I am working towards putting all the work I’ve been doing at Oak Ridge online, and one recent project has been data exploration for calcium 45 data and NIST BL2 data.
why am I doing this?
This boils down to: “why do data exploration?”, since in both of these use cases the motivations are the same as in most experimental sciences:
- You gather data, plan for sources of error, predict what will happen, and test, but after collecting the data you still want to get a good look at it. There could be problems you didn’t notice or unexplained trends.
- There are problems with your data that you anticipate, but you want to investigate
Really both of these come down to visualization. I used to think that data visualization was an inconsequential field, but I’ve spent hours on problems that I could have solved much faster if I had a good visualization of the subprocesses.
results
what do I want to understand?
There are two data sources – calcium 45 and NIST. I am more familiar with the calcium 45 data, since that experiment is a precursor to the Nab Experiment, which is what I’ve been working on for two years.

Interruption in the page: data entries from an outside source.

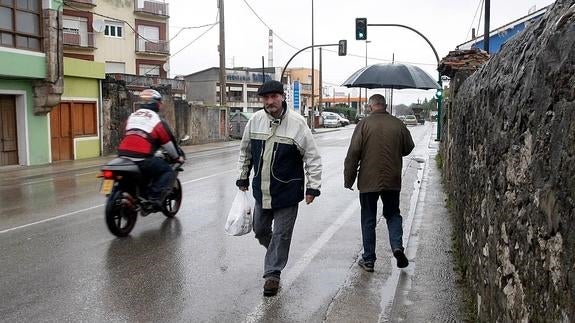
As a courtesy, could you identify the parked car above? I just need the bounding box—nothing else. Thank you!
[323,114,341,128]
[321,111,350,127]
[338,113,350,127]
[403,114,418,126]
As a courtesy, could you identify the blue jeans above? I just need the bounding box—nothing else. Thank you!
[136,157,176,203]
[359,191,403,262]
[254,202,298,278]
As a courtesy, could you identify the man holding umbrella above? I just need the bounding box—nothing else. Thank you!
[344,94,415,272]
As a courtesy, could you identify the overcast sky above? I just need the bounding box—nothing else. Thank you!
[169,0,554,104]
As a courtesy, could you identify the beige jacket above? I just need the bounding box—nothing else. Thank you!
[343,110,415,193]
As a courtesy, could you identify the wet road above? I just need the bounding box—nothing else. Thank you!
[0,124,435,322]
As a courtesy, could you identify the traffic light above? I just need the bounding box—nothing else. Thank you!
[337,39,347,56]
[435,89,443,100]
[355,18,367,40]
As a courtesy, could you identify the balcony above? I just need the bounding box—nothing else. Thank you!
[63,30,96,49]
[106,73,186,95]
[134,0,169,18]
[136,37,170,56]
[66,0,96,8]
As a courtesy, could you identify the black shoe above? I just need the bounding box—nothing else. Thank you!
[357,258,373,273]
[393,249,409,268]
[142,200,163,216]
[264,278,280,296]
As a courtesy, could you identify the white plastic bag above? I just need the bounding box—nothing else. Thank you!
[224,191,254,236]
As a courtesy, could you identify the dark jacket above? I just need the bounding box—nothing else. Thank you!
[343,110,415,193]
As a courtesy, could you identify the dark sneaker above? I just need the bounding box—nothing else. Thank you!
[264,278,280,296]
[357,258,373,273]
[393,249,409,268]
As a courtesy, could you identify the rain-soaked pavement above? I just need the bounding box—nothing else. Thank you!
[0,123,463,322]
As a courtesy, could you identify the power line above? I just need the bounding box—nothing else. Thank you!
[243,0,437,66]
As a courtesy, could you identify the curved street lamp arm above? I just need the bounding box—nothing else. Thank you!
[367,24,439,66]
[280,44,339,82]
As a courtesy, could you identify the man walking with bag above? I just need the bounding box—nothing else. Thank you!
[236,81,322,296]
[344,94,415,272]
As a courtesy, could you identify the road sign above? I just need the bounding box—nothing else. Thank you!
[293,81,300,111]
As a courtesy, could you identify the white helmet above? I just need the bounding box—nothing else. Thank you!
[140,89,162,112]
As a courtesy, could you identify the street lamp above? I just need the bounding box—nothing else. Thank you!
[359,40,371,114]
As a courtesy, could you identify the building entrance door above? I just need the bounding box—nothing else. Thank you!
[0,95,18,166]
[50,103,74,161]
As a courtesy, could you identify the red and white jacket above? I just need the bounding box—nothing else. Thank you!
[118,109,179,159]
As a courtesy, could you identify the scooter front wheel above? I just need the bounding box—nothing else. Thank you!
[162,178,182,218]
[106,188,138,237]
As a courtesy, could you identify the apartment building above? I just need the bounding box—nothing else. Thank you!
[0,0,63,166]
[60,0,180,160]
[0,0,180,166]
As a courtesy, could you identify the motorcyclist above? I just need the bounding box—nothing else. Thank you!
[118,89,185,212]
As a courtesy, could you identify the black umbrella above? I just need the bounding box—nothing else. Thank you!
[342,63,440,90]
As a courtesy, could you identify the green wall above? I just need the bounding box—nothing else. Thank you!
[62,76,100,99]
[0,79,50,165]
[62,57,106,159]
[0,51,46,79]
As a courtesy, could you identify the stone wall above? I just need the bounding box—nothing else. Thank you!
[441,0,575,322]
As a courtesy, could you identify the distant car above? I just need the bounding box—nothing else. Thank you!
[403,114,418,126]
[323,114,341,128]
[321,111,350,127]
[338,113,350,127]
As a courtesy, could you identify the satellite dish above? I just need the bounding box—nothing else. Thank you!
[92,19,106,33]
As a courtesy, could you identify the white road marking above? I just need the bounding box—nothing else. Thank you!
[245,201,359,322]
[378,131,431,322]
[0,204,104,234]
[0,169,236,234]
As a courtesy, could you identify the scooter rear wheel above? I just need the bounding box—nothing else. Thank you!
[162,178,182,218]
[106,188,138,237]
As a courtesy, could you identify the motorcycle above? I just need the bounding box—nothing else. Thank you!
[99,136,187,237]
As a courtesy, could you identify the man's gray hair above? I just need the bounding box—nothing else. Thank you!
[369,94,386,108]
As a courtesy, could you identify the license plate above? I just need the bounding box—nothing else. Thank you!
[100,179,114,195]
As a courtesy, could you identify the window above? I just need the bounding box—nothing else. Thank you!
[0,0,42,51]
[62,16,88,47]
[138,64,160,76]
[104,21,124,38]
[105,62,126,74]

For the calcium 45 data, there are a variety of effects at play:
- data acquisition effects
- some of the data is partially overwritten
- some of the data is partially corrupted
- the data acquisition system’s behavior changes across particle energy ranges
- physics effects
- some particles hit the same detector twice in a short time
- some particles hit a detector edge and deposit energy in two detectors
- some particles are actually cosmic rays
- the setup has physical oscillations
Applying clustering methods allows an exploration of these problems. For instance, if the system is shaking, there are several follow up questions such as “How much does this affect the signal?” and “What is the frequency of oscillation?”.
how did I explore the data?
For both data sources, I tried multiple different approaches to clustering or exploring the data. I varied the preprocessing significantly: I cut the data based on energy, normalized in different ways, filtered in an attempt to undo the data acquisition system’s electronics shaping, and cut the data based on the geometry of the detector. I also tried to extract different clusters using all sorts of methods, from parametric to nonparametric.
what did I find?
For the real results, check out the github page: link
The results I cared about most:
- There are significant oscillations with a pretty specific shape that is large enough to matter
- There is a change in the shape of the signal as it changes in energy that has been simulated by Monte Carlo by Tom Shelton, but it was cool to see it in the real data
- The NIST data is full of this effect called “preamp saturation”, an effect from very high particle energies
- The data is very nonlinear, so the nonparametric approaches were the only successful ones.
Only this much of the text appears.